# Incredibly confused and wanting to hold on



## ConfusedAndHopeless (Oct 28, 2011)

I dont really know where to start. My husband and i got legally married over a year ago. We met online in 2005 and he lived in a different state. In 2007 he moved to be with me. Things were perfect. I was finishing school, he was working and we were planning our future together. This was our first serious relationship and both of us were fine with the idea of being the only ones we had been with.

In 2009 he proposed and we got legally married in 2010 for paperwork purposes. Our formal wedding was supposed to be October 21 of this year. Fast forward to six months ago when i suddenly saw that our cell phone bill was $120 over the norm. I did research like the detective I am and saw that every day for the past month, he was contacting someone the minute i left for work until the minute before I got home. He was out of work, his car got stolen, and he was feeling pretty lonely. He claimed this person was only a friend and that is what he needed right now. We don't really have friends here and we aren't very social. Something that bothered neither of us. I decided at that point that he needed to decide what he wanted. We were very much into our wedding planning process and i didnt want to go any further if this isnt what he wanted. He went back to his home state for a few weeks and he said after he realized he didn't want to spend his life without me.

Things moved forward for awhile but we were both stressed about wedding planning. He is a very simple and laid back person and I could tell he was getting overwhelmed by it all. Fast forward now to a month before the wedding. Being that we now only had one car, he would take me to work and pick me up. I was sick one day and needed to be picked up. I called his cell and he didnt pick up. I called the house phone and it was busy. I knew he was talking to her. I finally got ahold of him and we rode home in silence. When we got home we let it all out. He said he didn't want to talk to her and that I should turn his cell off. He also said to take away the Xbox (that's how they met) because he didn't want her to be able to get ahold of him. I did those things. I even unplugged the house phone because I knew she would try to call. This was a week before my final dress fitting and i gave him more than one opportunity to get out. He seemed to be making an effort. He would visit me at work on my lunch, we went out to do things, and he seemed to be OK. We also agreed that his feelings of uncertainty were because he was pretty depressed and had nothing going for him. He started to take an herbal mood enhancer and he was fine with it.

In the beginning of October, he just seemed off. We were less than a month away from the big day and I was completely consumed with wedding planning. One night before bed, I started writing. This is a common way for me to get my feelings out and for some reason I just had an instinct that told me things weren't OK. I wrote how i was scared and couldn't imagine living and doing all the things we do together without him.
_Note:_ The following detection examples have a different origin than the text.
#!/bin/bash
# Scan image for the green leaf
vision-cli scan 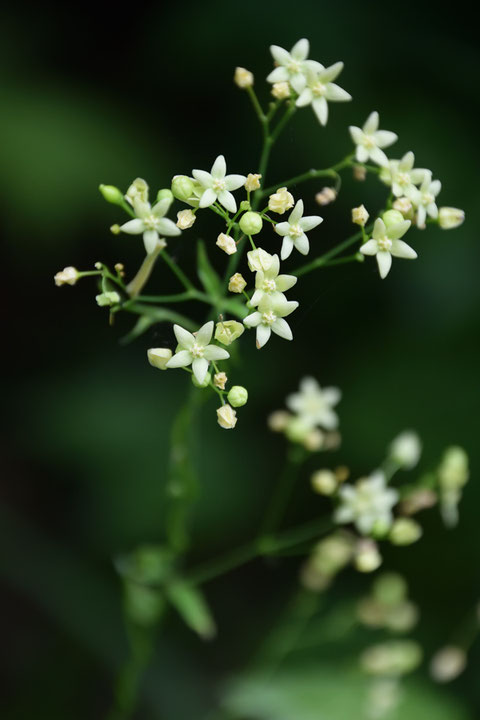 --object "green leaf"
[197,240,222,298]
[166,580,217,640]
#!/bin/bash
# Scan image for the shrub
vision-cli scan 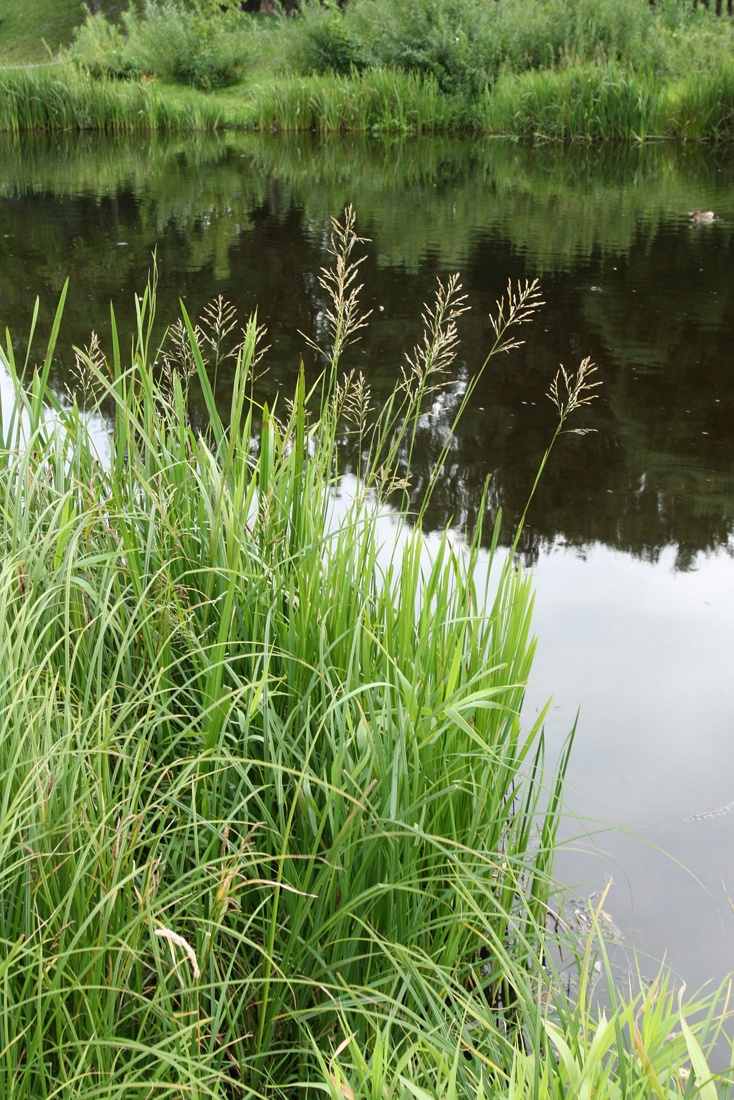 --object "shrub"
[278,0,364,74]
[69,10,140,77]
[123,0,249,91]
He saw what I was doing and asked to read it. For some reason, I said sure. This is where. It starts. He said he feels the same way. And the most hurtful of all "I love you but I'm not in love with you." I was shocked. I asked and pried but he has never been much of a person to talk about his feelings. I started packing his things, he said he has felt like this for over a year and he doesn't see it getting better. 

The little sleep we got was so awkward. I went to work for an hour and apparently he didn't know I was cominig home because he was talking to her when i walked in. He hung up on her and she tried calling back numerous times before he answered. She then responded with a childish response along the lines of good luck with your life I hope it works out. Completely immature and playing the martyr role. He took some time to get his brother to come from another state to pick him up but it was agreed that he was going to leave. 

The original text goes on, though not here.